In the case of Plessy v. Ferguson in 1896 the Supreme Court expressly declared that under the 14th Amendment no person was denied any of his rights if the States provided separate but equal facilities. This decision has been followed in many other cases. It is notable that the Supreme Court, speaking through Chief Justice Taft, a former President of the United States, unanimously declared in 1927 in Lum v. Rice that the "separate but equal" principle is "within the discretion of the State in regulating its public schools and does not conflict with the 14th Amendment."
This interpretation, restated time and again, became a part of the life of the people of many of the States and confirmed their habits, traditions, and way of life. It is founded on elemental humanity and commonsense, for parents should not be deprived by Government of the right to direct the lives and education of their own children.
Though there has been no constitutional amendment or act of Congress changing this established legal principle almost a century old, the Supreme Court of the United States, with no legal basis for such action, undertook to exercise their naked judicial power and substituted their personal political and social ideas for the established law of the land.
This unwarranted exercise of power by the Court, contrary to the Constitution, is creating chaos and confusion in the States principally affected. It is destroying the amicable relations between the white and Negro races that have been created through 90 years of patient effort by the good people of both races. It has planted hatred and suspicion where there has been heretofore friendship and understanding.
Without regard to the consent of the governed, outside mediators are threatening immediate and revolutionary changes in our public schools systems. If done, this is certain to destroy the system of public education in some of the States.
With the gravest concern for the explosive and dangerous condition created by this decision and inflamed by outside meddlers:
We reaffirm our reliance on the Constitution as the fundamental law of the land.
We decry the Supreme Court's encroachment on the rights reserved to the States and to the people, contrary to established law, and to the Constitution.
We commend the motives of those States which have declared the intention to resist forced integration by any lawful means.
We appeal to the States and people who are not directly affected by these decisions to consider the constitutional principles involved against the time when they too, on issues vital to them may be the victims of judicial encroachment.

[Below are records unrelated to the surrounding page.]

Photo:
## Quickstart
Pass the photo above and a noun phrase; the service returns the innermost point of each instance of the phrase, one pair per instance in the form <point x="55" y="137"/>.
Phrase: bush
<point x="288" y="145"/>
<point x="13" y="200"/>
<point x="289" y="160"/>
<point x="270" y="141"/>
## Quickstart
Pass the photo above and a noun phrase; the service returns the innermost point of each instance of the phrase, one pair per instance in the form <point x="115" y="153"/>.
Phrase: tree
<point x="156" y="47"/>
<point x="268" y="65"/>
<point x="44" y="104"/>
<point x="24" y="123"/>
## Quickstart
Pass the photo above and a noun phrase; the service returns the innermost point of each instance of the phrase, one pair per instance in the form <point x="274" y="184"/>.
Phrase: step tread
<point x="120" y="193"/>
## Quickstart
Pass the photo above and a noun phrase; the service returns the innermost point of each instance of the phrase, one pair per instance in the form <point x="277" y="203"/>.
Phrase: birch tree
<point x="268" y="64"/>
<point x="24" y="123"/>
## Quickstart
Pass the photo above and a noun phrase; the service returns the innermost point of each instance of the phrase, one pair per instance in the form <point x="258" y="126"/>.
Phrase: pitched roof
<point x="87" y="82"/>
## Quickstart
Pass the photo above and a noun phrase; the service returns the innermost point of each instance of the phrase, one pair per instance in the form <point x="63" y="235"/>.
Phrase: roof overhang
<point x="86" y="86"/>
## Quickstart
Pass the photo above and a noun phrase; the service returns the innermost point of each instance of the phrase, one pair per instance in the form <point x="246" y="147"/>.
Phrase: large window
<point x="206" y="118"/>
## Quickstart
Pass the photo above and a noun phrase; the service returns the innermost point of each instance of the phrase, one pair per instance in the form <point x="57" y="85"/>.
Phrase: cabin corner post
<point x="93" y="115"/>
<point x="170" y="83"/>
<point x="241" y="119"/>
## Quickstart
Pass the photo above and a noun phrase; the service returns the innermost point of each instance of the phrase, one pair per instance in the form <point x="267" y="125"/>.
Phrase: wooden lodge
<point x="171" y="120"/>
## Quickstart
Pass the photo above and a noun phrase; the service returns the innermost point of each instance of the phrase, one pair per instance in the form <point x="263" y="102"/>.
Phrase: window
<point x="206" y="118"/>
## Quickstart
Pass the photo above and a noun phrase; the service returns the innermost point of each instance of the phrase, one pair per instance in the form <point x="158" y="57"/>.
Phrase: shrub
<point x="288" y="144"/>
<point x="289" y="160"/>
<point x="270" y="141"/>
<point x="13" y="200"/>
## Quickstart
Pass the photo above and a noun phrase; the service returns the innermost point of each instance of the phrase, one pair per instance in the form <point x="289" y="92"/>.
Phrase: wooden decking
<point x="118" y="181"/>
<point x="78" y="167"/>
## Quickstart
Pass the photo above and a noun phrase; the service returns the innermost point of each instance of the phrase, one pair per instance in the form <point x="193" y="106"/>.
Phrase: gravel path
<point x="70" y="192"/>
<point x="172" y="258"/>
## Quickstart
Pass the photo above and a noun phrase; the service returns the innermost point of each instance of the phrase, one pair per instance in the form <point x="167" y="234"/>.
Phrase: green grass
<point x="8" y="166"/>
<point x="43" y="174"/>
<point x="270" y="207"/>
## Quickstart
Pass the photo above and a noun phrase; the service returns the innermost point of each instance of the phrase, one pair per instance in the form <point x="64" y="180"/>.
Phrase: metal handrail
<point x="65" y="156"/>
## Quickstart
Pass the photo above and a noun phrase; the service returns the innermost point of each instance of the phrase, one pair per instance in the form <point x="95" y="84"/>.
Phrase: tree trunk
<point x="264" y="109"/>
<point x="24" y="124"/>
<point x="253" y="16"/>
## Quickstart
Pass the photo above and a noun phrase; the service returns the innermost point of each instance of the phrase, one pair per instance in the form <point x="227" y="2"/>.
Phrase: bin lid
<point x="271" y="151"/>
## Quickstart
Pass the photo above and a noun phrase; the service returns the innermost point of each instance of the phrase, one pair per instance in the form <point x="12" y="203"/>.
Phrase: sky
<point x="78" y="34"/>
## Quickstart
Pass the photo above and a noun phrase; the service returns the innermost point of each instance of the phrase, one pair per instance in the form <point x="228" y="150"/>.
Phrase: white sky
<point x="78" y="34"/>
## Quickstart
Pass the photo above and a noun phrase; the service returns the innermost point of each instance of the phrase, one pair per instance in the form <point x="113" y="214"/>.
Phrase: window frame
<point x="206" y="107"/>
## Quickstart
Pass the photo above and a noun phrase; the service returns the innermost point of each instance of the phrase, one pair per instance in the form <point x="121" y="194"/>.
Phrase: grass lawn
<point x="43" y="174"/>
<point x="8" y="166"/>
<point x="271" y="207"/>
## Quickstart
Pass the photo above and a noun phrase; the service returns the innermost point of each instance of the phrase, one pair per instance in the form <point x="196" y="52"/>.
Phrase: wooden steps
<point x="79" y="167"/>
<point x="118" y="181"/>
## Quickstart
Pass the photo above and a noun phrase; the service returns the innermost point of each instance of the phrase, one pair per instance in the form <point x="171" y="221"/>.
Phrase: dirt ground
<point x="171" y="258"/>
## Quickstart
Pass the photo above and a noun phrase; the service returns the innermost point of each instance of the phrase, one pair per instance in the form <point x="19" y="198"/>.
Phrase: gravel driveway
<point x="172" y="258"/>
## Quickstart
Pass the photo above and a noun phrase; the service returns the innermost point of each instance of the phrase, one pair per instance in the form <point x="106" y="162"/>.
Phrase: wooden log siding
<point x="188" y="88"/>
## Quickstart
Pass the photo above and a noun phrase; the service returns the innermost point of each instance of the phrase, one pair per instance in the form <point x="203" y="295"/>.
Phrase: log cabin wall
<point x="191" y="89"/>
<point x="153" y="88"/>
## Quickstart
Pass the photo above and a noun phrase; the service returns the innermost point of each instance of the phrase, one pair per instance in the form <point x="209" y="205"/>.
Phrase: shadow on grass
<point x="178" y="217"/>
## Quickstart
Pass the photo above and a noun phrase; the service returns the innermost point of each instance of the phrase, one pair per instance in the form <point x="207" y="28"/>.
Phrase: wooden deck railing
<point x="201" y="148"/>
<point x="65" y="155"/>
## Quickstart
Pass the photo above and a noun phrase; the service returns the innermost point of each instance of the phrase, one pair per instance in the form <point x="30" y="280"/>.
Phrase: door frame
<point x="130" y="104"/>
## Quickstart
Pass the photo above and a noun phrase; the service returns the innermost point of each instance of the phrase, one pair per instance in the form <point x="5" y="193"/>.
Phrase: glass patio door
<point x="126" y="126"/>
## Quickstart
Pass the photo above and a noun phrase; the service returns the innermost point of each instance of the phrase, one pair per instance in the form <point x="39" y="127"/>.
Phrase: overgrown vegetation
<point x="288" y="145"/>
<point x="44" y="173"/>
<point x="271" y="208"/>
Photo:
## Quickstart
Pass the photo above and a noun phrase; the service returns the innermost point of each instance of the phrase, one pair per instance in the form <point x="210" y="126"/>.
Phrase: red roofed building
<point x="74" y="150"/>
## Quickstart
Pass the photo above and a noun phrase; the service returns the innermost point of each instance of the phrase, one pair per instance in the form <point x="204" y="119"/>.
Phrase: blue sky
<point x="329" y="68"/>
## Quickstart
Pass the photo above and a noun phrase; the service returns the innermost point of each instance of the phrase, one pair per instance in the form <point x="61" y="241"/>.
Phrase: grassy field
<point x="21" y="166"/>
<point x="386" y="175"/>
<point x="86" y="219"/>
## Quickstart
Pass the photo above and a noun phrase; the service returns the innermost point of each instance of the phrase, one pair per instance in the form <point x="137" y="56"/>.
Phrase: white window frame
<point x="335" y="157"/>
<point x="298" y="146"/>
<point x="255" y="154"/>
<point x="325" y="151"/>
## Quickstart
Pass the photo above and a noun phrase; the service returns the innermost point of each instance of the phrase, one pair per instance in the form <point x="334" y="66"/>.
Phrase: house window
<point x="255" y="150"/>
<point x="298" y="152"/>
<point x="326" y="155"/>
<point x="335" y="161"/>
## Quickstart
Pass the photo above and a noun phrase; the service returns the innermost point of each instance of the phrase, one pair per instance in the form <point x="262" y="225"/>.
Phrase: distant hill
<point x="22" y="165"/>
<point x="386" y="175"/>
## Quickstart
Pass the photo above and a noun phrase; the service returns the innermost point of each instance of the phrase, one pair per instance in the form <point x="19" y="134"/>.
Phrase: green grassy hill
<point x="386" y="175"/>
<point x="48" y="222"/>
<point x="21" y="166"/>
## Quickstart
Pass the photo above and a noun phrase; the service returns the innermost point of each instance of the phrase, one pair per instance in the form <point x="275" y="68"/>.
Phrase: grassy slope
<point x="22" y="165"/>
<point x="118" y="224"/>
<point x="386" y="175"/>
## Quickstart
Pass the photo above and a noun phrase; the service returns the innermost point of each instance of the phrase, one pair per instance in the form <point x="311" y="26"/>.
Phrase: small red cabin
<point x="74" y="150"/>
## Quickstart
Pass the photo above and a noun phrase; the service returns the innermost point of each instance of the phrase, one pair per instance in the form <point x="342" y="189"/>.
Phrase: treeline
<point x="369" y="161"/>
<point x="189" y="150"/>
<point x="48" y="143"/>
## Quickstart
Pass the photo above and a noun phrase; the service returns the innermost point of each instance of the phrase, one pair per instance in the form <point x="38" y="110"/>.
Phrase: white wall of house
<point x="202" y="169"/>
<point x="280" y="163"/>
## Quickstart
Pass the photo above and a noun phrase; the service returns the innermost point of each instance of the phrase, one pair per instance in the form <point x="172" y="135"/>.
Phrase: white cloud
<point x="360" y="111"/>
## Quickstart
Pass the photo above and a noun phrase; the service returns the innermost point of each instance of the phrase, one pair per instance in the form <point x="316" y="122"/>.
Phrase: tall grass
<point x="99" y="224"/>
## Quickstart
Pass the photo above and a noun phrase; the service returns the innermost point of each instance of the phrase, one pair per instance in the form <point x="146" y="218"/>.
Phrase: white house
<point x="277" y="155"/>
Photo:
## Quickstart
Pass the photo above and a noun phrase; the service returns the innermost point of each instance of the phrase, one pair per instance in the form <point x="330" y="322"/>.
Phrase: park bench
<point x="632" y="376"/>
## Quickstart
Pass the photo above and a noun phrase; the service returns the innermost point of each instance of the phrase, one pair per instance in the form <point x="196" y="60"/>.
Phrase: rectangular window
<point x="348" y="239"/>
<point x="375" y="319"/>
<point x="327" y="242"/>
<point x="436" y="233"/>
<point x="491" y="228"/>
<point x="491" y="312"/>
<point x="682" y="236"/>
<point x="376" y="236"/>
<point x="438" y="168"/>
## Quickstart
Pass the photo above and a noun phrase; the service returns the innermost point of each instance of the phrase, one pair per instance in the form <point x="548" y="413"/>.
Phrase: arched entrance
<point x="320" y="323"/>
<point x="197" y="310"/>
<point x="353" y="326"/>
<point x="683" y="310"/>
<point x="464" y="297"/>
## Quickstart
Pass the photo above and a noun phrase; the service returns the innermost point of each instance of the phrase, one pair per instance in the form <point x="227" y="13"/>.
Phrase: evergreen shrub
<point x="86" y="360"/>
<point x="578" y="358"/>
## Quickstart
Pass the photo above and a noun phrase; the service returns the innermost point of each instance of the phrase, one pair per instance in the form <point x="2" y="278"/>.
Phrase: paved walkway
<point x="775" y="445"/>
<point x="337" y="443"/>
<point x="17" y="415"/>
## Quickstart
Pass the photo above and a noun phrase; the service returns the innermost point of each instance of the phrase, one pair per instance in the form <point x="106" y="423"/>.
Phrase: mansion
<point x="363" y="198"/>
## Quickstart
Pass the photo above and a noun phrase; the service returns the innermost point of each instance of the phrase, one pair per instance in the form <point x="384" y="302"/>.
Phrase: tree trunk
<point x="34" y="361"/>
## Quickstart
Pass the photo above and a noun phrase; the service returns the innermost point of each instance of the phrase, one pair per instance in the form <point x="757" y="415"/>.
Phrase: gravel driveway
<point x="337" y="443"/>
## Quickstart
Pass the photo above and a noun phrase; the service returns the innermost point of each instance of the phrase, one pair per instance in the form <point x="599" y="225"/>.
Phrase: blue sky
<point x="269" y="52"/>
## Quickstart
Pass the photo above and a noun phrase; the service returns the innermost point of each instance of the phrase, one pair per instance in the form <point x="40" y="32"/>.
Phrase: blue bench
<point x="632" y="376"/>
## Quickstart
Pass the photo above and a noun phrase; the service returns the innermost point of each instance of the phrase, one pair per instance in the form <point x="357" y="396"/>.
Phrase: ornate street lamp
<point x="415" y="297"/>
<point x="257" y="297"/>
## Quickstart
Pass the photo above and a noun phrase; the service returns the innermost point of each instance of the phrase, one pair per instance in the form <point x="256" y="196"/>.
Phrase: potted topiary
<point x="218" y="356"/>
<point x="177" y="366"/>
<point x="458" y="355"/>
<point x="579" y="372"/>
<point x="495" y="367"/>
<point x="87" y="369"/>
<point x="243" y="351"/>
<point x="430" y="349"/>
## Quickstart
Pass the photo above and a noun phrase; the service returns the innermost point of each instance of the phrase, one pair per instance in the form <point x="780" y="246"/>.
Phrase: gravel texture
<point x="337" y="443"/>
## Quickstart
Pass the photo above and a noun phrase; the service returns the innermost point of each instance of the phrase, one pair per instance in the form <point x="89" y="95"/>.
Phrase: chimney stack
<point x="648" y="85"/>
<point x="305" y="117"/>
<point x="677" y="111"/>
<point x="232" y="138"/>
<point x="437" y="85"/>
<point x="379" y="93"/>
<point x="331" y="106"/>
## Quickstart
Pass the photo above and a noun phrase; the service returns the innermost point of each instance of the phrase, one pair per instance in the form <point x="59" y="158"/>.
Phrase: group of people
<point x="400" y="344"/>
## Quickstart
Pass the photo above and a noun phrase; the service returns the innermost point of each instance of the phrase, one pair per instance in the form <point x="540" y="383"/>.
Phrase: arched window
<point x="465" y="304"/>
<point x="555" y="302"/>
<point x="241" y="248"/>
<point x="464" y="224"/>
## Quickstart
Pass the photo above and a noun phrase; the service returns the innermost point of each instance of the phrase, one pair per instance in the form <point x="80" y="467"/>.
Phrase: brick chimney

Even though we constitute a minority in the present Congress, we have full faith that a majority of the American people believe in the dual system of government which has enabled us to achieve our greatness and will in time demand that the reserved rights of the States and of the people be made secure against judicial usurpation.
We pledge ourselves to use all lawful means to bring about a reversal of this decision which is contrary to the Constitution and to prevent the use of force in its implementation.
In this trying period, as we all seek to right this wrong, we appeal to our people not to be provoked by the agitators and troublemakers invading our States and to scrupulously refrain from disorder and lawless acts."